Almost every hand shot up.
“How many of you know a gorilla?” she asked. The hands went up again.
The question didn’t seem to matter. Brock’s colleague, Ashley Locke, got similar responses with these two questions:
“How many of you think elephants have hair?”
“How many of you think elephants don’t have hair?”
For the record, an elephant’s skin is full of hairs. And if Great Bend youngsters didn’t have a gorilla friend earlier, they soon will. On Friday, every child in grade K-6 will receive his or her very own copy of “The One and Only Ivan.” It’s about a silverback gorilla named Ivan who lives in a cage at a mall.

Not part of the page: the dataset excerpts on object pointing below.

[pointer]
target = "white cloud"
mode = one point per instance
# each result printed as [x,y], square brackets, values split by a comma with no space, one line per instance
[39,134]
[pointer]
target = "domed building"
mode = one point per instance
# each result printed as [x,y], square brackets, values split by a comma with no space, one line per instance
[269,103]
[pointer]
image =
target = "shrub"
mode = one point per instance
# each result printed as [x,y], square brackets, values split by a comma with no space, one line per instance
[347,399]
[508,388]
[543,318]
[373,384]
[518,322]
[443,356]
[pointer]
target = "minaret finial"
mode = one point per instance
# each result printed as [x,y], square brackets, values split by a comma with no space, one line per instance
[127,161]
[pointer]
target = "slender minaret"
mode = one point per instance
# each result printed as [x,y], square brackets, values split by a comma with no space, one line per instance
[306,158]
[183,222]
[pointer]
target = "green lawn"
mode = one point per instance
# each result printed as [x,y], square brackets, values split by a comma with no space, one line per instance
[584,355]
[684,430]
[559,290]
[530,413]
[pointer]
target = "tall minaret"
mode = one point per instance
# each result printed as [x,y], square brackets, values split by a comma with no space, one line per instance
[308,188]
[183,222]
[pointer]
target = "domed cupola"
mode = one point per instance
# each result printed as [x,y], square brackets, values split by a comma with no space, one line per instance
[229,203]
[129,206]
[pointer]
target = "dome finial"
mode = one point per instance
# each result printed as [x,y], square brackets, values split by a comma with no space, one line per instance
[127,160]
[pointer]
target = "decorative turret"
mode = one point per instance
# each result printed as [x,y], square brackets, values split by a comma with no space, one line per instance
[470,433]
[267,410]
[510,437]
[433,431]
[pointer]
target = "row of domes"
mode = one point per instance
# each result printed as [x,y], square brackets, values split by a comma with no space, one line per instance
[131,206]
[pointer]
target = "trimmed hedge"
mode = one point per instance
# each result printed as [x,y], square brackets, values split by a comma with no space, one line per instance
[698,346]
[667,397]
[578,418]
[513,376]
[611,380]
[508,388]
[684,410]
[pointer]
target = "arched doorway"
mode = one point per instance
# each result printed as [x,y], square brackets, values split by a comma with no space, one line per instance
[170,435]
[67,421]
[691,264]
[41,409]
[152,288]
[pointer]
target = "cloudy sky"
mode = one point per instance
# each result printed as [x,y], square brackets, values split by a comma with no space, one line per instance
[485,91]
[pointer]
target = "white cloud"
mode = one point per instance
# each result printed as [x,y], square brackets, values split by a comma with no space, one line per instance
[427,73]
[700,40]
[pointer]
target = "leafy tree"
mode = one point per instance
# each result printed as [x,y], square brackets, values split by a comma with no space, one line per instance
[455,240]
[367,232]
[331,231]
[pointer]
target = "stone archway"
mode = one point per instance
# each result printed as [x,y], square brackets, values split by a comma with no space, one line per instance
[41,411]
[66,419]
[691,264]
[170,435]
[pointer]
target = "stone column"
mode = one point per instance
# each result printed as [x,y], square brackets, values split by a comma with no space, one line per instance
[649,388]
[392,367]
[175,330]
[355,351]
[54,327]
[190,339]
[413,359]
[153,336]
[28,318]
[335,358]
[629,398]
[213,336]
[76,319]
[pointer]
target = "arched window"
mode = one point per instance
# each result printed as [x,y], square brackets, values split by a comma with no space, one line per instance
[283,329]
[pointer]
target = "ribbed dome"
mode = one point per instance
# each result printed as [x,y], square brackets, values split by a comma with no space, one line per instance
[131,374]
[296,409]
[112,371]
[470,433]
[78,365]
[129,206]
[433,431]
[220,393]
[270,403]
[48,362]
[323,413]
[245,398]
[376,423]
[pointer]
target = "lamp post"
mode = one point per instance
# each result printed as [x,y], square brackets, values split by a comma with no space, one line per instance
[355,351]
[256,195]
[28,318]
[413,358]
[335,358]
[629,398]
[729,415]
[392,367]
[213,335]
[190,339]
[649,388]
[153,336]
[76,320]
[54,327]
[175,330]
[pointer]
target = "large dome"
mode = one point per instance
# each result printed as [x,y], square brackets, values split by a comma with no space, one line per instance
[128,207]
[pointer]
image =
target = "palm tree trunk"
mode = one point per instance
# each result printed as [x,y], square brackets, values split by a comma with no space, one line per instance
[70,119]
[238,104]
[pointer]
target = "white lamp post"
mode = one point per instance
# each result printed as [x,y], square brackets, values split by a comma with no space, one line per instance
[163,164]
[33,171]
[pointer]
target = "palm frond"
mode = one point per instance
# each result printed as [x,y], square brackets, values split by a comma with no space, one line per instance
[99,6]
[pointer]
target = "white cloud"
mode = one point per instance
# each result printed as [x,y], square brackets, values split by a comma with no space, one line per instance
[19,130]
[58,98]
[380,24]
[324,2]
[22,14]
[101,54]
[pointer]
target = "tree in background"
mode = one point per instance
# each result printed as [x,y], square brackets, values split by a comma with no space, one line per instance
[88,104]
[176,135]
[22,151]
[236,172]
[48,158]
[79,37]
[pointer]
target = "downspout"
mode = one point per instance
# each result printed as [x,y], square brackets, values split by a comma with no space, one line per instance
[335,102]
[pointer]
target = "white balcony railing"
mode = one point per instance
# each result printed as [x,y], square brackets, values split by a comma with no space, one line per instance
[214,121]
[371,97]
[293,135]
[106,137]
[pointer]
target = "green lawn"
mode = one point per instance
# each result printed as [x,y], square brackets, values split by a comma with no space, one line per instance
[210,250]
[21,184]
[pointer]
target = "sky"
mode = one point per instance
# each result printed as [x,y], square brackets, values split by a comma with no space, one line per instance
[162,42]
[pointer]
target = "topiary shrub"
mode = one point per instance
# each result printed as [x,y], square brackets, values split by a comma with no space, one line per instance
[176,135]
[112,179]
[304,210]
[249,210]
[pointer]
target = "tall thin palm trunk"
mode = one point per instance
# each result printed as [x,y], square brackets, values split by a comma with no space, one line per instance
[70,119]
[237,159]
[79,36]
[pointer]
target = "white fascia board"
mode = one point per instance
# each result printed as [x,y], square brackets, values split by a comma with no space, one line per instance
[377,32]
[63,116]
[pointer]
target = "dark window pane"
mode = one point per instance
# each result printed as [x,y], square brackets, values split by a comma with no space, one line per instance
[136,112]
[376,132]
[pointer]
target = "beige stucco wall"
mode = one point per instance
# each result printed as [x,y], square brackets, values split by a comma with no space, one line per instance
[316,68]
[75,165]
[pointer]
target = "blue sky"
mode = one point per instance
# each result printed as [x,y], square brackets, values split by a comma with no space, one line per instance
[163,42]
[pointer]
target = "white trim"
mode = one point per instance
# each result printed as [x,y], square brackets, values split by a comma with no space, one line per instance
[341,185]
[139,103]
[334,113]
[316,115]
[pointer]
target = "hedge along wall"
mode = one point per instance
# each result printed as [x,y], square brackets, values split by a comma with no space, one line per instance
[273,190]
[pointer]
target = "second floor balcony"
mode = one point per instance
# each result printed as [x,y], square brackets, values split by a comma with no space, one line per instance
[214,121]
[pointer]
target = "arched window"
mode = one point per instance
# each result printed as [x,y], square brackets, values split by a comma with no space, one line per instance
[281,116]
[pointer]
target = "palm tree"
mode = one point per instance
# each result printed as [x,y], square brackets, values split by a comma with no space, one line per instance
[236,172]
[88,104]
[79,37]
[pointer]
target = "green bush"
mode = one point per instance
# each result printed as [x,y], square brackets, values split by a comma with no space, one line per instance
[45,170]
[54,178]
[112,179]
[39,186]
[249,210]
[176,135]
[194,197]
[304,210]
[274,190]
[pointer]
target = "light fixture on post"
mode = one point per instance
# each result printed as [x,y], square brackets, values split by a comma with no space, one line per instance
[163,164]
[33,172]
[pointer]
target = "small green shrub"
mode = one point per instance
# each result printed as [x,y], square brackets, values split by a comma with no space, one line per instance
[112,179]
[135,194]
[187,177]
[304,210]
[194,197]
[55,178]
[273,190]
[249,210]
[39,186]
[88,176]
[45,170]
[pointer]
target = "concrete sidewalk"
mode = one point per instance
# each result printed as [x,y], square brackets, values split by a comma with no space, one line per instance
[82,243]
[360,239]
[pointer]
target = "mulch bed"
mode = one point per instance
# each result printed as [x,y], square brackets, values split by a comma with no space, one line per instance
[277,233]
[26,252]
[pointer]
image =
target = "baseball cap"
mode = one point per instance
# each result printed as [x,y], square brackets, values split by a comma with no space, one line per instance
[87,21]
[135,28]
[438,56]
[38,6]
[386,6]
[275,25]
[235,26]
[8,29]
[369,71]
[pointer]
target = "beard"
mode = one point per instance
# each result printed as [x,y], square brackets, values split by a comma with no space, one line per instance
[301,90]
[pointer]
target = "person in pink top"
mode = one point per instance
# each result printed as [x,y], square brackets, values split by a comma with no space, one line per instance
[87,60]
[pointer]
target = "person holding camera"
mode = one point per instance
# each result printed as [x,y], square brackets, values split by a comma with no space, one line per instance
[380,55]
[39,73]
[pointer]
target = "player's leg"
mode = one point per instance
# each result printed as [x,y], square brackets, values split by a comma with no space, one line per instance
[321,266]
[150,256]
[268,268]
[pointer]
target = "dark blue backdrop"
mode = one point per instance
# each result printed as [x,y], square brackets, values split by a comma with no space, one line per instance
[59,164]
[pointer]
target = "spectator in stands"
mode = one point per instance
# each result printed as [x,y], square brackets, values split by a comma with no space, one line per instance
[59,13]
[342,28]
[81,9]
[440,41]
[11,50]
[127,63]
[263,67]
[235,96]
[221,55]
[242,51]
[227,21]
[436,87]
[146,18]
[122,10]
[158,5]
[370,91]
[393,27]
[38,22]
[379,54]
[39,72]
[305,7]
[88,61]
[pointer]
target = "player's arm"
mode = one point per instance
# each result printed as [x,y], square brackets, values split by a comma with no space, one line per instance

The Wichita zookeepers visited Great Bend on Thursday as an introduction to “Ivan” and the 2016 One District One Book community literacy program.
When children come home from school today with their copies of “Ivan,” members of the ODOB committee ask that someone at home reads it with them.
In fact, the ODOB committee wants the entire community to get excited about reading this month. Parents and students were sent calendars with information about the book and related events, such as Library Nights and trips to Long’s Pumpkin Patch.
Children have been encouraged to look for Ivan in today’s Homecoming Parade.
The students should finish reading the 300-page book by the end of October, while earning some chances at prize drawings and helping raise funds for a family of gorillas at the Sedgwick County Zoo.
The real Ivan
“The gorilla in our book is a real animal,” Brock said. “Ivan lived in Washington state.”
The real Ivan lived in a glass cage in a Tacoma, Wash., shopping mall for more than 20 years, but he eventually got to feel real grass under his feet again at Zoo Atlanta in Georgia, where he lived out his life.
Author Katherine Applegate’s Ivan has a similar life, but he also has some fictional friends, including a wise older elephant named Stella and a baby elephant named Ruby.
As children read the book, Brock told them, there are some things they will be able to think about.
“Ivan is, or was, a real animal, and when the author wrote this book she gave Ivan a voice,” she said. “His animal friends are the author’s imagination.”
Brock told the readers they will enjoy Ivan’s positive attitude, his creativity and his loyalty.
The novel is written in first person from the point of view of Ivan. In 2013 it was named the winner of the Newbery Medal, which recognizes the most distinguished contribution to American literature for children. It is illustrated by Patricia Castelao.